Last week, I posted about our Project Thor, our effort at creating a royalty-free next-generation video codec. This post generated lots of comments – which is great! But also illustrated that there is a lot of confusion about what it means for something to be open. I’d like to remedy that here and describe the four dimensions of open. Yup, four.

Dimension 1: “Open as in Open Source”

One dimension of open is whether the technology is available in open source form. Typically this means that the source code is available and that there is a license associated with it wherein the owner of the code makes it available for usage, distribution, and modification within other projects without charge. Cisco is typically favors the BSD license. It’s important to note that open source licenses are really about copyright: They tell you whether or not you can include this code in other projects and distribute it. Whether it really costs nothing overall — that’s the next dimension.
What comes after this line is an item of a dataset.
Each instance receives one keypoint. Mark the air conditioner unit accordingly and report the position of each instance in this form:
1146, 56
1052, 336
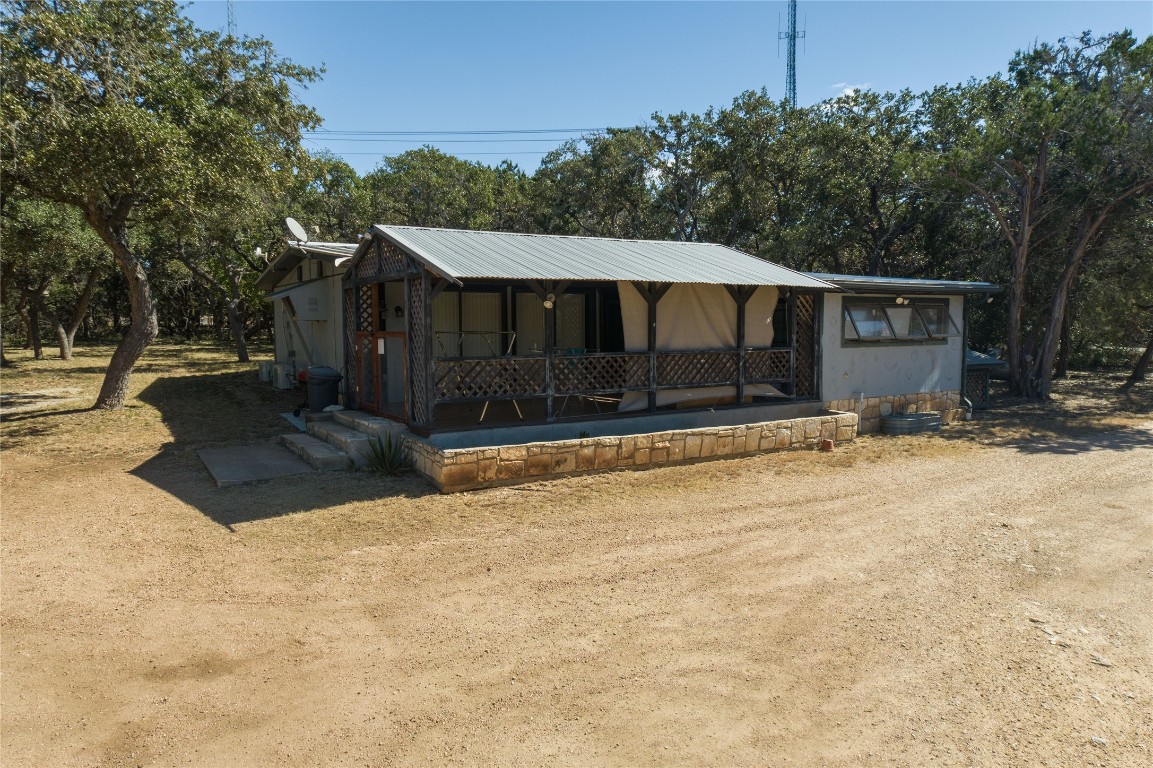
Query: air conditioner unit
284, 377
HAI68265Dimension 2: “Open as in Free”

The second dimension of open is whether the technology can be used in a form that does not require payment. Where things get interesting is when a piece of code implements something that is patented. In such a case, it may not actually be free to use the technology, because you need to pay a patent royalty fee to the patent owner. It’s totally possible for code to be open source (Dimension 1) but not free (Dimension 2). A great example of this is x264. This is an open source project – indeed available under the GPL license – but because H.264 utilizes patented technologies, any company that ships a commercial product using it has to pay patent license fees to the patent holders, in this case the MPEG-LA consortium. As a side note, the GPL license attached to x264 would also require a commercial product to open source its own code; but that’s a separate matter.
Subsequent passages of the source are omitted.